Я остановился под храмовым пресбитерием на Вышеградской улице и поднял взор к странным черным окошечкам в верхней его части — они придавали зданию романский облик. На хоре, как и шесть столетий назад, возвышается тонкая башенка — символ самой славной эпохи в истории зодчества. На кровлю, которая ее подпирает, император Карл пожертвовал целый лес, на стены — наилучший серый камень, такой же, из какого позднее он приказал выстроить мост между Старым Городом и Малой Страной. Сколько же его ушло на храм высотой в пятьдесят метров?
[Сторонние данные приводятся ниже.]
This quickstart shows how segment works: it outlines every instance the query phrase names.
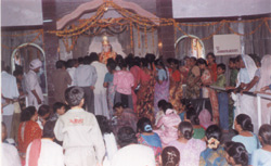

Потом я двинулся по Вышеградской и миновал храм Святого Яна Непомуцкого, первый из возведенных Динценхофером; расположен он довольно удачно, но у него такая странная башня, что все здание кажется каким-то колченогим. Могут ли верующие, приходящие молиться в подобный храм, не усомниться? Я спустился со Скалки и прошел мимо Ботанического сада и второго творения Динценхофера — церкви Девы Марии Семи Скорбен, ничем не примечательной, почти незаметной постройки, соединенной с невыразительным монастырем альжбетинок. Добравшись до Альбертова, я просто не мог не остановиться возле готического храма На Слупи, простая красота и совершенные линии которого заметно контрастируют с этими барочными замухрышками. Я долго ласкал взором желтокаменные стены, небольшой четырехугольный неф и низкий хор, навевающие мысли об уютной и с детства знакомой церковке где-нибудь в деревне, в спокойном тихом краю. Я попытался отогнать воспоминания об отце Флориане, чей облик так ясно мне представился. Как и в прошлый раз, когда я был тут с Люцией, я медленно обошел храм: я не мог лишить себя этого удовольствия, постройка приковала к себе мой взгляд и не желала отпускать. Долго, очень долго смотрел я на церковь, которой сто тридцать лет назад Бернар Грюбер вернул все ее очарование.